Berita


Informasi

Pencanangan GIM dan Kampung Literasi Lombok Utara: Mengangkat Budaya dan Kehidupan Masyarakat

10 Feb 2019

Peresmian Kampung Literasi dan Gerakan Indonesia Membaca Kabupaten Lombok Utara tak hanya berlangsung meriah dengan dihadiri  2000 orang, namun juga sarat makna, karena pada perhelatan akbar ini, tuntutan dukungan untuk keberlanjutan GIM dari Kanak Pecinta Baca Lombok Utara diakomodasi oleh Bupati Lombok Utara yang saat itu hadir.

Selain pencanangan GIM yang berlangsung sukses, pelaksanaan Kampung Literasi juga dihidupkan dengan beragam kegiatan literasi yang berakar pada budaya dan kehidupan sehari-hari masyarakat. Hal itu di antaranya terlihat dari kegiatan yang disebut Silaq Batur. Kegiatan mingguan ini berupa senam bersama ibu-ibu sambil menggelar lapak buku. Agenda lainnya seperti bedah buku mingguan dan juga dipadu dengan kegiatan sosialisasi kesehatan, lingkungan dan sebagainya. Kegiatan ini juga melibatkan berbagai elemen seperti Bhayangkari, Gabungan Organisasi Waninta (GOW), dan lain sebagainya. Kegiatan ini bertujuan untuk menjaring keterlibatan warga dan semua elemen masyarakat dalam mengembangkan kampung literasi.

Keberadaan Berugaq di tengah masyarakat diangkat sebagai salah satu ikon kegiatan Kampung Literasi melalui kegiatan yang dinamai Berugaq Baca. Berugaq adalah salah satu bangunan tradisional Suku Sasak yang berfungsi sebagai tempat berkumpul keluarga, sebagai ruang tamu dan ruang untuk duduk bersama membahas masalah baik yang sifatnya sosial kemasyarakatan. Melalui program ini, Berugaq bisa diisi dengan kebiasaan membaca. Setidaknya ada 5 Berugaq Baca. Kelima Berugaq yang dipilih adalah yang selama ini ramai didatangi remaja dan anak-anak. Penyelenggara Kampung Literasi mempersiapkan rak buku dan bahan bacaan yang disesuaikan dengan kebutuhan. Selain itu, juga disiapkan sarana pojok baca berupa kotak buku yang disebar ke masing-masing RT.

Pencanangan GIM dan Kampung Literasi Lombok Utara

Kegiatan berikutnya adalah pengembangan literasi budaya melalui pembentukan Sekaha Gamelan Bini.
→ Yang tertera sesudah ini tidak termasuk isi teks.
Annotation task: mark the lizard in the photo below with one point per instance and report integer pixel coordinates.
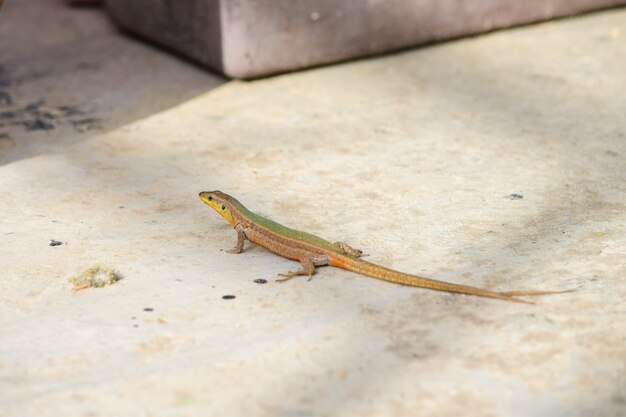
(312, 251)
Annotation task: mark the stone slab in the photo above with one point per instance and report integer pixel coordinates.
(413, 157)
(247, 39)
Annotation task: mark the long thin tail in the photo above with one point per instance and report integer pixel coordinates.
(380, 272)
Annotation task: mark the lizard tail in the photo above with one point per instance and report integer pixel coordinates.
(385, 274)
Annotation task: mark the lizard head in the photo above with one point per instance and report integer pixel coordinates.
(220, 202)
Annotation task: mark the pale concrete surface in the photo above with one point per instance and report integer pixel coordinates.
(412, 158)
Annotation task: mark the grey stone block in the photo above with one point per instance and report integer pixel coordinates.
(253, 38)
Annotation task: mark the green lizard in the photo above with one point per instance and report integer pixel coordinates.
(312, 251)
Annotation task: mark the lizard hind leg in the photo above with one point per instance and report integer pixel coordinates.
(350, 250)
(308, 269)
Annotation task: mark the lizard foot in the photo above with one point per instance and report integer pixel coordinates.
(350, 250)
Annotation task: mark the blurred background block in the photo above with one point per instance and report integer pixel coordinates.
(254, 38)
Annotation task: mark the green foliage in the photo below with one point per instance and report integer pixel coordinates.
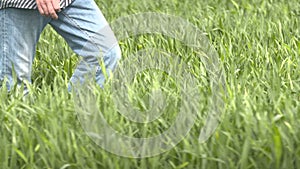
(258, 44)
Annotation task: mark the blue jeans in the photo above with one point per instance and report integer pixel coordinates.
(81, 24)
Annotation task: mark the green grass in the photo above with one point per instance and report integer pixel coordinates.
(259, 48)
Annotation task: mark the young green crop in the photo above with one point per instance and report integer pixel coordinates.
(259, 48)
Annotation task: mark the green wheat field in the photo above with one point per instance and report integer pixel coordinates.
(258, 43)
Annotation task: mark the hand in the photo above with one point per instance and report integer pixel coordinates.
(48, 7)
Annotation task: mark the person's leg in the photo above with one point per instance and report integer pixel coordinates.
(87, 32)
(19, 32)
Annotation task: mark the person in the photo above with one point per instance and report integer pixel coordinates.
(79, 22)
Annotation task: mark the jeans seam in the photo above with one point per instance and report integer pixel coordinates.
(78, 26)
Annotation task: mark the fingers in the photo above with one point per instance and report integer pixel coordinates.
(48, 7)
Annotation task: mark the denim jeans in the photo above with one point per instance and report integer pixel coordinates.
(81, 24)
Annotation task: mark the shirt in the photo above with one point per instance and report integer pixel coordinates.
(27, 4)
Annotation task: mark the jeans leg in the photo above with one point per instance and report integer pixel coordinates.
(19, 32)
(87, 32)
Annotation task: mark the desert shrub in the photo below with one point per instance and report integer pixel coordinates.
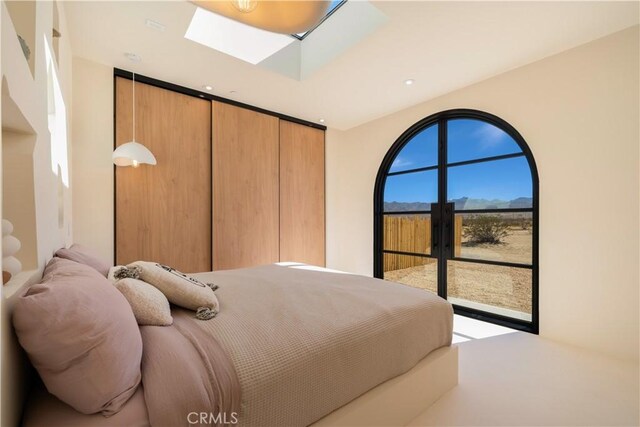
(486, 229)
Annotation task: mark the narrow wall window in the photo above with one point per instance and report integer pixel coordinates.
(456, 213)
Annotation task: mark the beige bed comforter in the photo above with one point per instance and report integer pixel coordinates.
(302, 343)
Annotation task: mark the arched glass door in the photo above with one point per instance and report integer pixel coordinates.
(456, 214)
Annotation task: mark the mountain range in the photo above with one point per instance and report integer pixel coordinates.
(462, 203)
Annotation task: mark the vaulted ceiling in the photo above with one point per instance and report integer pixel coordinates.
(443, 46)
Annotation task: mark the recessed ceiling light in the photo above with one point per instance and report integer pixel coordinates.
(133, 57)
(155, 25)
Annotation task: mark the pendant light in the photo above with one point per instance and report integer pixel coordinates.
(133, 153)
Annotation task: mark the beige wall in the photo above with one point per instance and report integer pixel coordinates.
(92, 148)
(47, 200)
(579, 113)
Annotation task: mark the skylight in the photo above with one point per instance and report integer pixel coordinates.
(335, 4)
(234, 38)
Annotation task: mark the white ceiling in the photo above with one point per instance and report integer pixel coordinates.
(442, 45)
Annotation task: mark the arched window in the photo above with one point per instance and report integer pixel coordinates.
(456, 213)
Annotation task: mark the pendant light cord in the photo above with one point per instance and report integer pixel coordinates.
(134, 107)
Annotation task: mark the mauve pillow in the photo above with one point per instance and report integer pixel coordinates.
(84, 255)
(81, 336)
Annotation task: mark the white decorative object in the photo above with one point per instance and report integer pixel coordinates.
(10, 246)
(133, 153)
(11, 265)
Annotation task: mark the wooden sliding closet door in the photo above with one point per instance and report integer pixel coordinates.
(163, 212)
(302, 228)
(245, 187)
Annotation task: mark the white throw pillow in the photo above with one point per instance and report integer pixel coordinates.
(149, 305)
(179, 288)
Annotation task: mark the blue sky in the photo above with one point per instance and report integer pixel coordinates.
(468, 139)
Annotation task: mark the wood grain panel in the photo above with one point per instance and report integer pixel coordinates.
(302, 214)
(245, 187)
(163, 212)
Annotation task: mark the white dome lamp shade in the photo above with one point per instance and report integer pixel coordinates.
(133, 153)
Kampung Literasi Prawira Lombok Utara mengembangkan kegiatan literasi budaya dengan membentuk kelompok kesenian tradisional gamelan dan tari tradisional sasak. Kegiatan ini dalam rangka menjaga dan melestarikan kesenian tradisional.
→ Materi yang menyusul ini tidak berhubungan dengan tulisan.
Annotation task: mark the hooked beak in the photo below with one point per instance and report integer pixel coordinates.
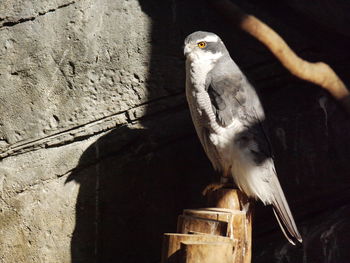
(187, 50)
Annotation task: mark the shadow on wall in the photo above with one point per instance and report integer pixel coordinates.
(135, 181)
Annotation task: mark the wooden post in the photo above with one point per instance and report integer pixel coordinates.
(221, 233)
(171, 252)
(235, 200)
(194, 252)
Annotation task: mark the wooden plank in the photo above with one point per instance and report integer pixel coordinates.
(188, 224)
(237, 201)
(172, 244)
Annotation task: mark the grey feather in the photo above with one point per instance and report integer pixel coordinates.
(228, 118)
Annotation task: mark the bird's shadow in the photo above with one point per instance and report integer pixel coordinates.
(135, 180)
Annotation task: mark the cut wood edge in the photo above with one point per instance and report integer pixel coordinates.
(172, 244)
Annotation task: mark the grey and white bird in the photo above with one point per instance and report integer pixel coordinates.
(228, 115)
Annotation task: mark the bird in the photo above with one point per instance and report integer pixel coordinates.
(228, 118)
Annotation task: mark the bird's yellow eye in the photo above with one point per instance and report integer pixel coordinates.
(202, 44)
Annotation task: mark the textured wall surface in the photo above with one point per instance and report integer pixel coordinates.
(98, 155)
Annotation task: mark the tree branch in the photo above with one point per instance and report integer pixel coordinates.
(318, 73)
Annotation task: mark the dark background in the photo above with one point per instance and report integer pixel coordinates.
(144, 178)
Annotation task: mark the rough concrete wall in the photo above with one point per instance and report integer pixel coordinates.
(99, 155)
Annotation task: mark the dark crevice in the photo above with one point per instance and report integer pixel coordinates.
(23, 20)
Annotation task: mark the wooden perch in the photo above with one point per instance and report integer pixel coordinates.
(210, 235)
(318, 73)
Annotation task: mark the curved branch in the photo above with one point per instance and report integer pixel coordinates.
(318, 73)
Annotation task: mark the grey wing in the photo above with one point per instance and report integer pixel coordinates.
(226, 95)
(202, 130)
(231, 98)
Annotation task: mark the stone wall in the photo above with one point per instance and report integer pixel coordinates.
(98, 153)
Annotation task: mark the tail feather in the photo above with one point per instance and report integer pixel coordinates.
(284, 215)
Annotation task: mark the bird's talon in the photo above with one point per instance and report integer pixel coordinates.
(214, 187)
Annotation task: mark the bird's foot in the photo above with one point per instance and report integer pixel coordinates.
(215, 186)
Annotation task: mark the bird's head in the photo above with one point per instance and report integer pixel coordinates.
(204, 46)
Untuk meningkatkan kualitas hidup, Kampung Literasi juga menyediakan pelatihan keterampilan. Di antaranya pelatihan menulis tahap I. Pelatihan ini mendorong anak-anak mengenali potensi diri di bidang kepenulisan, belajar teknis menulis yang baik dan menyenangkan. Pelatihan lainnya, pengembangan ekonomi kreatif perempuan dan pembentukan kelompok Mother Lombok, kegiatan ini bekerjasama dengan Kementerian Keuangan Malaysia yang mengirimkan lima orang relawan internasional yang digaji untuk melatih ibu-ibu mengolah bahan pangan lokal agar memiliki citarasa tersendiri dan produknya mampu merambah pasar internasional. Program ini berlangsung dari Agustus sampai Desember 2017.